О! Ещё вспомнился Гленн Муллин

----------

Пема Ванчук (26.04.2014)

----------


## Dechen Norzang

Преобразование проблем в радость. Вкус Дхармы

----------

Влад К (27.04.2014), Юань Дин (12.05.2014)

----------


## Asanga

Необыкновенно хорошая книга. Недавно провел занятие в дацане по этой книге и тут же все книги раскупили. ))
http://dharma.ru/product/3108

Буддийские медитации: тексты практик и руководств
Составление, перевод с тибетского и английского, примечания М. Н. Кожевниковой
Ответственный редактор А. В. Парибок

----------

Юань Дин (12.05.2014)

----------


## Нико

> Необыкновенно хорошая книга. Недавно провел занятие в дацане по этой книге и тут же все книги раскупили. ))
> http://dharma.ru/product/3108
> 
> Буддийские медитации: тексты практик и руководств
> Составление, перевод с тибетского и английского, примечания М. Н. Кожевниковой
> Ответственный редактор А. В. Парибок


Книги ламы Сопы все необыкновенно хороши.

----------


## Карма Палджор

> Книги ламы Сопы все необыкновенно хороши.

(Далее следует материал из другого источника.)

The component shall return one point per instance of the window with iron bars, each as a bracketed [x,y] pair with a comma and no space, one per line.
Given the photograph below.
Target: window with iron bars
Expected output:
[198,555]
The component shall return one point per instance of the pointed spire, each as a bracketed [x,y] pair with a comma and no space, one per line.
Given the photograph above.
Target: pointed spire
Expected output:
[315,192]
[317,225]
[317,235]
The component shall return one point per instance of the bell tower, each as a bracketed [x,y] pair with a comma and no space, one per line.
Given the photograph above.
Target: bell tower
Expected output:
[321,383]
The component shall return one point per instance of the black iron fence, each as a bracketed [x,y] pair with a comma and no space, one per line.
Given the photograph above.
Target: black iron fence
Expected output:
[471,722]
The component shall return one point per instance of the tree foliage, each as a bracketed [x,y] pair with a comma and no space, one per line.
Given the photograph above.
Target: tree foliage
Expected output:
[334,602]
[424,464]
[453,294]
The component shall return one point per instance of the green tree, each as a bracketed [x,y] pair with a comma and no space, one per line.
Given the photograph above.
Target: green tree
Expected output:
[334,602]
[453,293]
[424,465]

С учетом того что источники в виде дхарани и сутр - не указаны обычно, ннаверное да. и то что потом от ФПМТ испросить про первоисточники не получается - обычная история

----------


## Нико

> С учетом того что источники в виде дхарани и сутр - не указаны обычно, ннаверное да. и то что потом от ФПМТ испросить про первоисточники не получается - обычная история


Книги по его устным учениям составляются, а это, как известно, -- поток медитации.

----------


## Карма Палджор

> Книги по его устным учениям составляются, а это, как известно, -- поток медитации.

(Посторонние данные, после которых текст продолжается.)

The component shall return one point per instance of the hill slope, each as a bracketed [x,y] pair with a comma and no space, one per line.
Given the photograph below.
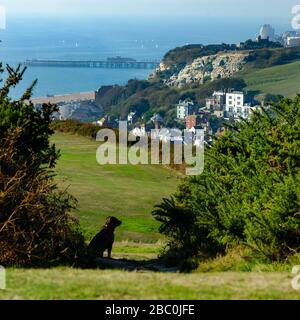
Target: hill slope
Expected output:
[284,80]
[128,192]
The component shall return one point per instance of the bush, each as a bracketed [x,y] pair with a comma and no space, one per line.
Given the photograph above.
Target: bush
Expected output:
[249,191]
[36,228]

Обычная история. С обычным концом в итоге

----------


## Tashi_Tsering

Фундаментальнее некуда: http://dharma.ru/product/1300, http://dharma.ru/product/5763

----------


## Рэлпей

У Дзонкапы и его учеников Далай-лам множество книг и комментариев, но на русском их нет, вам придется изучать тибетский или английский язык, чтобы понимать или узнать больше о Гелук.

----------


## Борис Оширов

Вообще странно, не смотря на то, что на территории России школа гелуг - традиционная форма буддизма, но легче найти тексты любой другой, самой экзотической школы, чем гелугпинские.

----------


## Нико

> Вообще странно, не смотря на то, что на территории России школа гелуг - традиционная форма буддизма, но легче найти тексты любой другой, самой экзотической школы, чем гелугпинские.

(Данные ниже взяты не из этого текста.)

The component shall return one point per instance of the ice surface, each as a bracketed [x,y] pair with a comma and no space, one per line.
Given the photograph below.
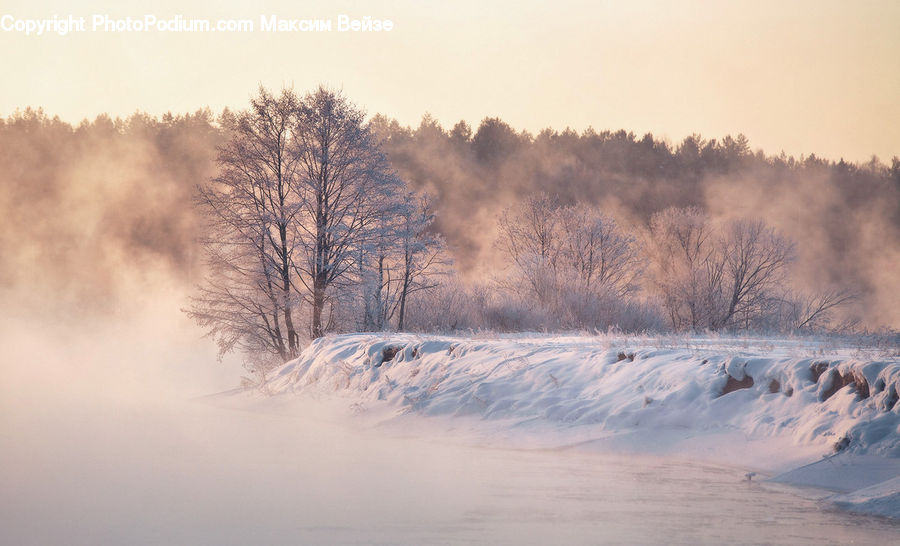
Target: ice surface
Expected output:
[765,404]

А что Вас конкретно интересует?

----------


## Борис Оширов

Например, полная молитва всей линии переемственности Гелуг, с обращением ко всем Далай-ламам, Панчен-ламам и Богдо-гэгэнам. Говорят, что такая существует...
Или вот, наткнулся в учебнике по тиб. языку: "Пять молитв традиции гелугпа: 1) молитва Благостных Деяний; 2) молитва будды Майтреи; 3) молитва Начал и Конца; 4) молитва Блаженных Полей; 5) молитва Деяний Бодхисаттвы" - а где их найти?

----------


## Нико

> Например, полная молитва всей линии переемственности Гелуг, с обращением ко всем Далай-ламам, Панчен-ламам и Богдо-гэгэнам. Говорят, что такая существует...


Такой отдельной вроде нет, но... в чодовских молитвах есть.




> Или вот, наткнулся в учебнике по тиб. языку: "Пять молитв традиции гелугпа: 1) молитва Благостных Деяний; 2) молитва будды Майтреи; 3) молитва Начал и Конца; 4) молитва Блаженных Полей; 5) молитва Деяний Бодхисаттвы" - а где их найти?


Эмм... Тут нужно написать их на тибетском, чтобы сказать, где именно...

----------